Addition operation in polynomial representation in GF(\({2}^{8}\)): To preform addition operation simply we will add two polynomials and then we take mod(2) to reduce 2 coefficients (remove any 2 coefficients).
For example:
In GF(\({2}^{8}\)) add 83 and 249
83 = 01010011 = \(({x}^{6})+({x}^{4})+x+1\)
249 = 11111001 = \(({x}^{7})+({x}^{6})+({x}^{5})+({x}^{4})+({x}^{3})+1\)
add 1 and 2 = \((({x}^{7})+2({x}^{6})+({x}^{5})+2({x}^{4})+({x}^{3})+x+2)mod(2)\)
remove 2 coefficients \(2({x}^{6})+2({x}^{4})+2\)

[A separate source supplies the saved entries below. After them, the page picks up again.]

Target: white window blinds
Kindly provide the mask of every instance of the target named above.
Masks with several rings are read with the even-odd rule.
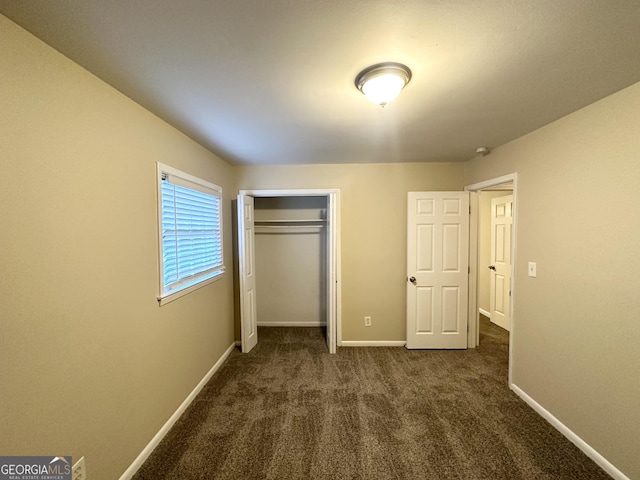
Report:
[[[162,167],[161,298],[224,272],[219,187]]]

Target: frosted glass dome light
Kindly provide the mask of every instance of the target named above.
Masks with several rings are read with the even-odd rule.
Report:
[[[365,68],[356,77],[356,87],[381,107],[396,98],[411,80],[411,70],[401,63],[387,62]]]

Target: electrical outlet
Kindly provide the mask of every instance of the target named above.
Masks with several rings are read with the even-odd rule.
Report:
[[[364,326],[365,327],[371,326],[371,317],[364,317]]]
[[[529,262],[529,264],[527,265],[527,275],[529,275],[530,277],[535,277],[536,276],[536,262]]]
[[[87,469],[84,465],[84,457],[80,457],[80,460],[73,466],[71,480],[87,480]]]

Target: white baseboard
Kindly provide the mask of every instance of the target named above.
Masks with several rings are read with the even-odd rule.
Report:
[[[138,455],[138,457],[133,461],[133,463],[129,466],[129,468],[127,468],[127,470],[122,474],[122,476],[120,477],[120,480],[130,480],[131,477],[133,477],[133,475],[138,471],[138,469],[142,466],[145,460],[149,458],[149,455],[151,455],[151,452],[153,452],[153,450],[160,444],[164,436],[169,432],[171,427],[173,427],[174,423],[178,421],[178,418],[180,418],[180,415],[184,413],[184,411],[191,404],[191,402],[193,402],[194,398],[196,398],[198,393],[200,393],[200,390],[204,388],[204,386],[207,384],[209,379],[213,376],[214,373],[218,371],[218,369],[222,366],[222,364],[227,359],[227,357],[231,355],[231,352],[233,352],[235,348],[236,348],[236,344],[234,342],[222,354],[222,356],[218,359],[216,364],[213,367],[211,367],[211,370],[207,372],[204,378],[200,380],[200,383],[196,385],[196,388],[193,389],[193,391],[184,400],[184,402],[182,402],[182,404],[173,413],[173,415],[171,415],[171,418],[167,420],[167,422],[162,426],[160,431],[158,431],[158,433],[155,434],[155,436],[151,439],[149,444],[146,447],[144,447],[144,450],[140,452],[140,455]]]
[[[605,472],[607,472],[611,477],[615,480],[630,480],[624,473],[618,470],[611,462],[609,462],[606,458],[600,455],[591,445],[582,440],[578,435],[576,435],[569,427],[567,427],[564,423],[554,417],[548,410],[546,410],[542,405],[536,402],[529,395],[524,393],[518,386],[511,384],[511,390],[514,391],[516,395],[518,395],[522,400],[524,400],[531,408],[533,408],[542,418],[544,418],[547,422],[549,422],[556,430],[558,430],[562,435],[567,437],[571,443],[573,443],[576,447],[578,447],[582,452],[589,457],[591,460],[596,462],[600,468],[602,468]]]
[[[404,340],[343,340],[341,347],[404,347]]]
[[[479,308],[478,311],[483,314],[487,318],[491,318],[491,314],[487,312],[484,308]]]
[[[259,327],[326,327],[321,322],[258,322]]]

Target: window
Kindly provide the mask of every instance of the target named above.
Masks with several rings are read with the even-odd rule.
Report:
[[[219,278],[222,189],[158,163],[160,304]]]

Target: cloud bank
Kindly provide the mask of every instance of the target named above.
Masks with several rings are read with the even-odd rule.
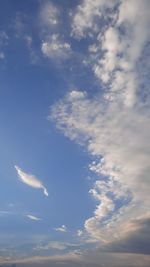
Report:
[[[70,91],[50,115],[93,157],[89,169],[97,179],[90,194],[96,207],[84,222],[85,234],[101,247],[124,244],[122,252],[149,253],[149,10],[147,0],[81,2],[71,36],[90,40],[85,57],[99,91],[92,98],[86,90]],[[135,240],[140,244],[134,251]]]

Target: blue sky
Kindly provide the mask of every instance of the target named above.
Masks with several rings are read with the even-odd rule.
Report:
[[[1,0],[0,264],[150,264],[148,0]]]

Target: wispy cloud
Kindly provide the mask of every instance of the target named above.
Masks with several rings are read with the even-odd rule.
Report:
[[[3,52],[0,52],[0,59],[4,59],[5,58],[5,54]]]
[[[50,30],[50,28],[57,26],[60,11],[52,2],[47,1],[42,3],[39,15],[41,23]]]
[[[15,166],[19,180],[28,186],[36,189],[43,189],[44,195],[48,197],[48,191],[42,182],[32,174],[25,173],[18,166]]]
[[[72,54],[71,44],[65,40],[63,28],[60,27],[62,14],[60,7],[51,2],[41,4],[41,51],[49,59],[56,61],[65,60]],[[59,26],[59,27],[58,27]]]
[[[33,215],[28,214],[27,218],[29,218],[32,221],[41,221],[42,219]]]
[[[9,216],[9,215],[12,215],[12,214],[14,214],[12,211],[9,211],[9,210],[0,210],[0,217]]]
[[[46,245],[38,245],[35,250],[50,250],[50,249],[56,249],[56,250],[64,250],[67,248],[67,244],[64,242],[59,241],[51,241]]]
[[[59,232],[67,232],[67,227],[66,225],[62,225],[61,227],[58,227],[58,228],[54,228],[55,231],[59,231]]]

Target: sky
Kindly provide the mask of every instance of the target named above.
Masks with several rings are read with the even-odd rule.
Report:
[[[0,265],[150,266],[150,1],[0,1]]]

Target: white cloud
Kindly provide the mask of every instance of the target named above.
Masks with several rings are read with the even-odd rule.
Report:
[[[118,98],[128,106],[136,102],[136,64],[150,37],[149,8],[147,0],[121,1],[116,12],[118,18],[105,25],[93,44],[96,53],[93,71],[107,85],[109,100]]]
[[[90,191],[98,205],[85,229],[96,239],[113,238],[119,224],[148,209],[149,111],[143,114],[109,101],[106,105],[98,95],[97,100],[89,100],[69,94],[52,112],[58,128],[71,139],[85,142],[89,153],[96,156],[91,171],[108,177],[98,180]],[[117,209],[118,199],[123,209]]]
[[[83,235],[83,231],[82,230],[77,230],[77,236],[82,236]]]
[[[65,232],[67,232],[67,227],[66,227],[66,225],[63,224],[61,227],[54,228],[54,230],[65,233]]]
[[[65,59],[70,56],[70,44],[63,41],[58,34],[52,34],[42,43],[43,54],[52,59]]]
[[[46,187],[44,187],[42,182],[40,180],[38,180],[34,175],[25,173],[18,166],[15,166],[15,169],[17,171],[19,180],[21,182],[27,184],[28,186],[36,188],[36,189],[43,189],[44,195],[48,196],[48,191],[47,191]]]
[[[89,33],[97,33],[97,19],[105,7],[112,7],[115,0],[83,0],[73,16],[72,34],[77,38],[86,37]]]
[[[30,215],[30,214],[27,215],[27,218],[29,218],[32,221],[41,221],[41,218]]]
[[[0,46],[8,45],[9,37],[5,31],[0,31]]]
[[[54,27],[58,24],[59,13],[59,9],[52,2],[46,2],[41,6],[40,20],[44,26]]]
[[[64,40],[64,34],[58,24],[61,21],[59,7],[52,2],[41,5],[41,51],[45,57],[55,61],[67,59],[71,55],[71,45]]]
[[[72,17],[72,37],[88,44],[92,37],[85,61],[100,90],[93,98],[69,92],[50,118],[94,157],[89,169],[97,175],[90,190],[96,207],[83,233],[91,241],[121,239],[130,220],[149,210],[150,95],[147,90],[143,98],[142,77],[148,72],[149,10],[147,0],[83,0]]]

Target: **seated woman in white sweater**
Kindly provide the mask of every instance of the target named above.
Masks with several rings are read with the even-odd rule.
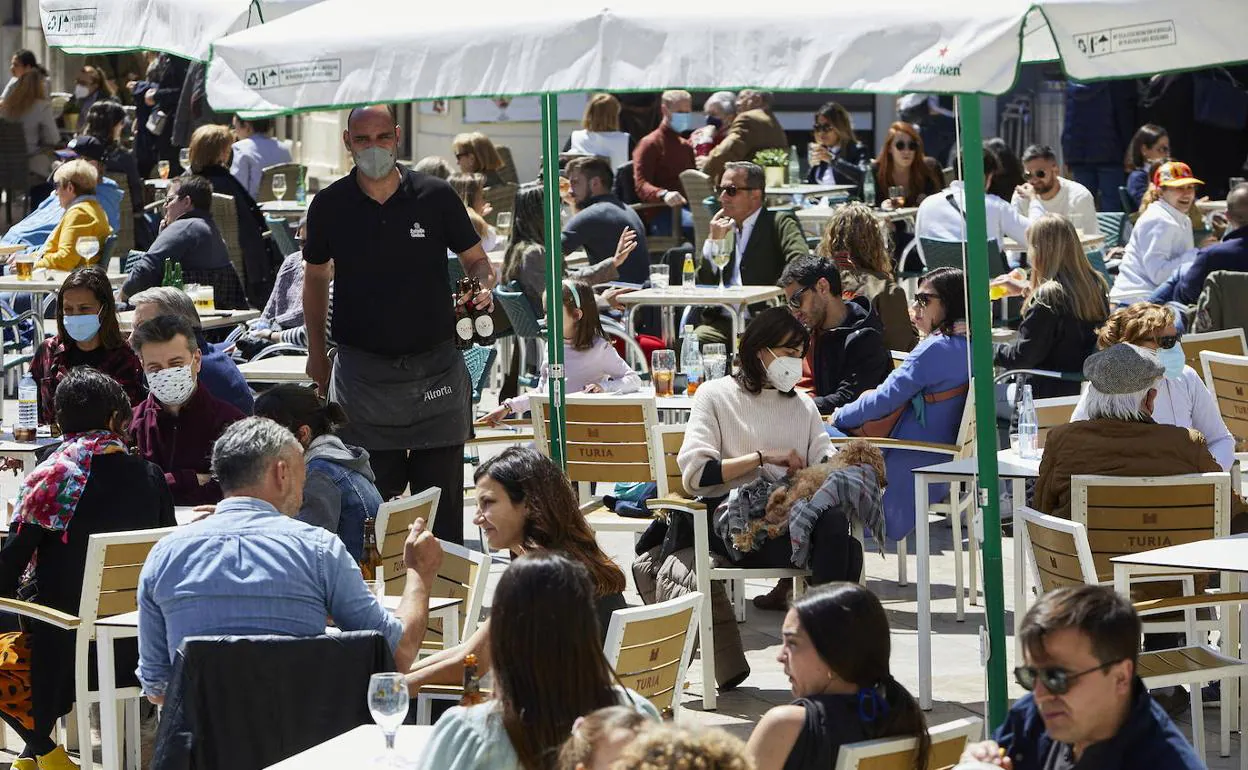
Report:
[[[1184,363],[1183,345],[1174,327],[1174,311],[1163,305],[1140,302],[1114,312],[1097,330],[1096,345],[1104,350],[1126,342],[1153,351],[1166,367],[1166,376],[1157,384],[1153,419],[1163,425],[1177,425],[1200,431],[1209,453],[1223,470],[1235,462],[1235,437],[1218,411],[1218,403],[1195,369]],[[1086,420],[1087,394],[1071,415],[1071,422]]]
[[[1147,301],[1157,288],[1195,257],[1196,241],[1188,217],[1196,187],[1186,163],[1170,161],[1153,172],[1147,198],[1155,198],[1140,214],[1109,292],[1111,305]]]

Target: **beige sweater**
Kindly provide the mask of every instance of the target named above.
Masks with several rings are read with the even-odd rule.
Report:
[[[728,494],[758,478],[752,470],[727,484],[700,485],[708,461],[740,457],[773,449],[796,449],[807,464],[828,456],[828,434],[810,396],[786,396],[772,388],[746,391],[731,377],[712,380],[698,388],[676,462],[685,489],[706,497]]]

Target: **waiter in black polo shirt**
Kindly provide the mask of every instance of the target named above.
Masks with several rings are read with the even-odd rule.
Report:
[[[447,250],[481,281],[482,293],[471,299],[477,307],[493,307],[494,271],[451,186],[396,163],[402,135],[388,106],[352,110],[342,139],[355,168],[308,208],[308,376],[346,410],[340,435],[368,450],[382,497],[440,488],[433,533],[462,543],[472,386],[452,341]],[[331,276],[332,371],[325,336]]]

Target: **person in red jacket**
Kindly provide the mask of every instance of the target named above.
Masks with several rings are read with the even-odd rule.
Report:
[[[201,354],[185,319],[162,315],[145,321],[130,344],[151,391],[134,408],[130,425],[139,454],[165,472],[175,504],[219,502],[221,487],[211,475],[212,445],[245,415],[198,387]]]

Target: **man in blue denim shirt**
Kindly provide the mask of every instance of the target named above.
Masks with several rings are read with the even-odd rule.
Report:
[[[299,442],[277,423],[234,423],[212,448],[226,499],[203,521],[166,536],[139,577],[139,681],[160,703],[188,636],[380,631],[400,671],[416,658],[442,549],[417,521],[407,538],[407,584],[393,615],[332,532],[293,516],[303,501]]]
[[[1031,692],[964,762],[1008,770],[1200,770],[1204,762],[1136,675],[1140,618],[1109,586],[1041,596],[1019,629]]]

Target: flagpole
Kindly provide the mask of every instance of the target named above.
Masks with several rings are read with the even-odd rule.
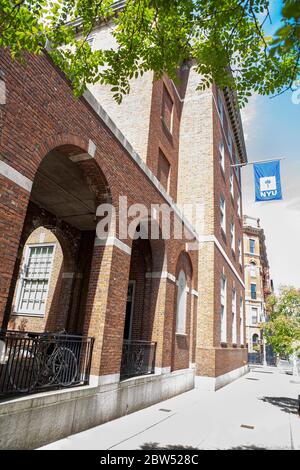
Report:
[[[255,163],[275,162],[275,161],[278,161],[278,160],[285,160],[285,159],[286,159],[286,157],[270,158],[269,160],[257,160],[255,162],[236,163],[236,164],[230,165],[230,166],[231,167],[236,167],[236,166],[254,165]]]

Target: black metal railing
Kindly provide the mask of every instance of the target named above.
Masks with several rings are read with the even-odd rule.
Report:
[[[0,397],[88,385],[93,338],[0,331]]]
[[[248,353],[248,364],[263,365],[263,363],[264,363],[264,355],[263,355],[262,352]],[[276,365],[276,355],[267,354],[266,355],[266,363],[267,363],[268,366],[275,366]]]
[[[154,374],[155,353],[155,342],[124,340],[121,379]]]

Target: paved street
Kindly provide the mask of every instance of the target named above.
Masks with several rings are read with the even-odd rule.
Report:
[[[43,449],[298,449],[300,384],[256,367],[217,392],[192,390]]]

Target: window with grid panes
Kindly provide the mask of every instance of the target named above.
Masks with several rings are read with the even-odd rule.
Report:
[[[27,250],[17,311],[42,315],[45,313],[54,245],[29,246]]]

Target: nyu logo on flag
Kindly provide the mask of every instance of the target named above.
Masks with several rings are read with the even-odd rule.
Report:
[[[255,200],[272,201],[282,199],[280,162],[255,163]]]

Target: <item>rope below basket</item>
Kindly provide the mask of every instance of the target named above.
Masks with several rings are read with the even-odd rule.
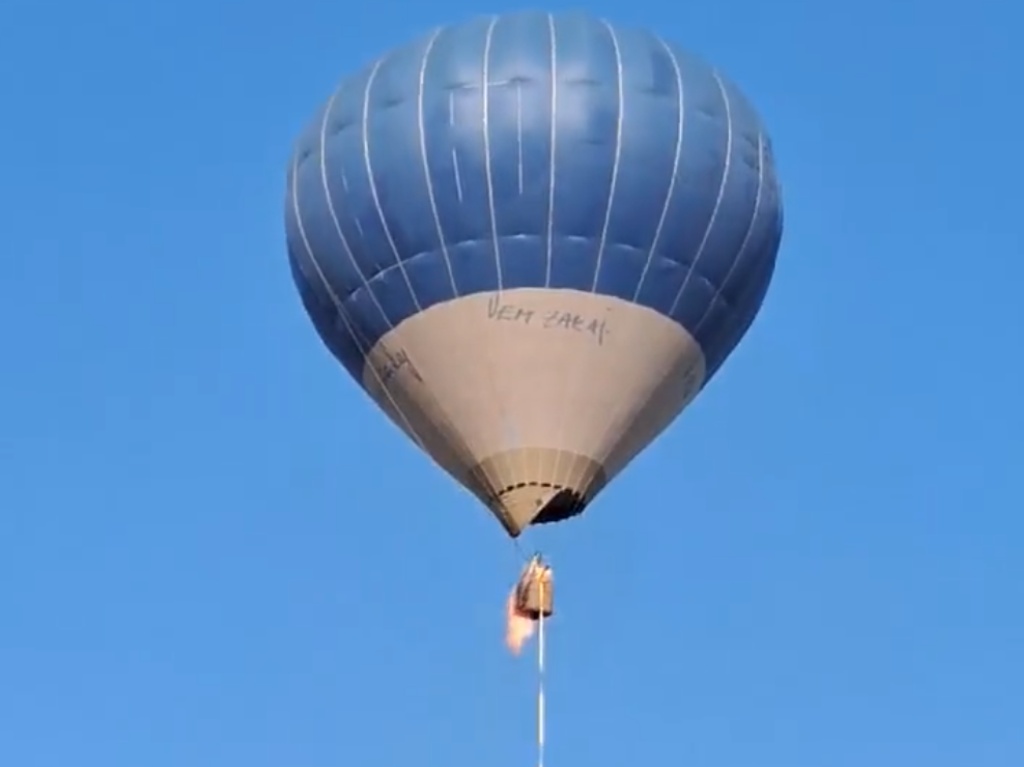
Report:
[[[539,585],[544,605],[544,582]],[[544,767],[544,610],[537,618],[537,767]]]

= \(({x}^{7})+({x}^{5})+({x}^{3})+x\) (polynomial representation)
= 10101010 (binary representation)
= 170 (decimal representation) 
Addition operation in binary representation in GF(\({2}^{8}\)): To add two numbers in binary representation in GF(\({2}^{8}\)) form we just preform XOR operation instead of arithmetic addition.
For example :
In GF(\({2}^{8}\)) add 83 and 249
83 = 01010011
249 = 11111001
01010011 ⊕ 11111001 = 10101010 = 170 
Multiplication in polynomial representation in GF(\({2}^{8}\)): Here we will multiply two polynomials and then we take mod(2) to reduce 2 coefficients, but if the results exceed 255 in binary or 11111111 in binary or \({x}^{7}\) in polynomial then we use irreducible polynomial to reduce the results by a long division the result over the irreducible polynomial and the result is the reminder of division, and in GF(\({2}^{8}\)) irreducible polynomial \(m(x) = ({x}^{8})+({x}^{4})+({x}^{3})+x+1\)
For example :
In GF(\({2}^{8}\)) multiply 83 and 249
83 = \(({x}^{6})+({x}^{4})+x+1\)
249 = \(({x}^{7})+({x}^{6})+({x}^{5})+({x}^{4})+({x}^{3})+x+1\)
multiply 1 and 2 and take mod(2)
= \(({x}^{13})+({x}^{12})+({x}^{7})+({x}^{6})+({x}^{4})+({x}^{3})+x+1\)
OR by using MATLAB and get the same result
a = gf( [1 0 1 0 0 1 1] );
b = gf( [1 1 1 1 1 0 0 1] );
c = conv(a,b)
The results here exceed \({x}^{7}\) then we preform a long division by the irreducible polynomial and the result is the reminder
\(({x}^{13})+({x}^{12})+({x}^{7})+({x}^{6})+({x}^{4})+({x}^{3})+x+1\)
—————————————————————————*
\(({x}^{8})+({x}^{4})+({x}^{3})+x+1\)
Result = \(({x}^{5})+({x}^{4})+x\)
Remainder = \(({x}^{5})+({x}^{4})+({x}^{3})+({x}^{2})+1\)
The result
= \(({x}^{5})+({x}^{4})+({x}^{3})+({x}^{3})+1\) (polynomial representation)
= 00111101 (binary form)
= 61 (decimal form)
OR by using MATLAB and get the same result
a = gf( [1 1 0 0 0 0 1 1 0 1 1 0 1 1] );
b = gf( [1 0 0 0 1 1 0 1 1] );
[q,r] = deconv(a,b)
Note 1: If you found this hard to understand you can use GFCalculator to preform addition and multiplication on two decimal numbers in GF(\({2}^{8}\))
Note 2: You can multiply two polynomials by using Euclidean algorithm (Extended Euclid).
Note 3: A polynomial is irreducible if it cannot be expressed as the product of two or more such polynomials.
Note 4: \(m(x) = ({x}^{8})+({x}^{4})+({x}^{3})+x +1\) is one of 30 possible irreducible polynomials of degree 8.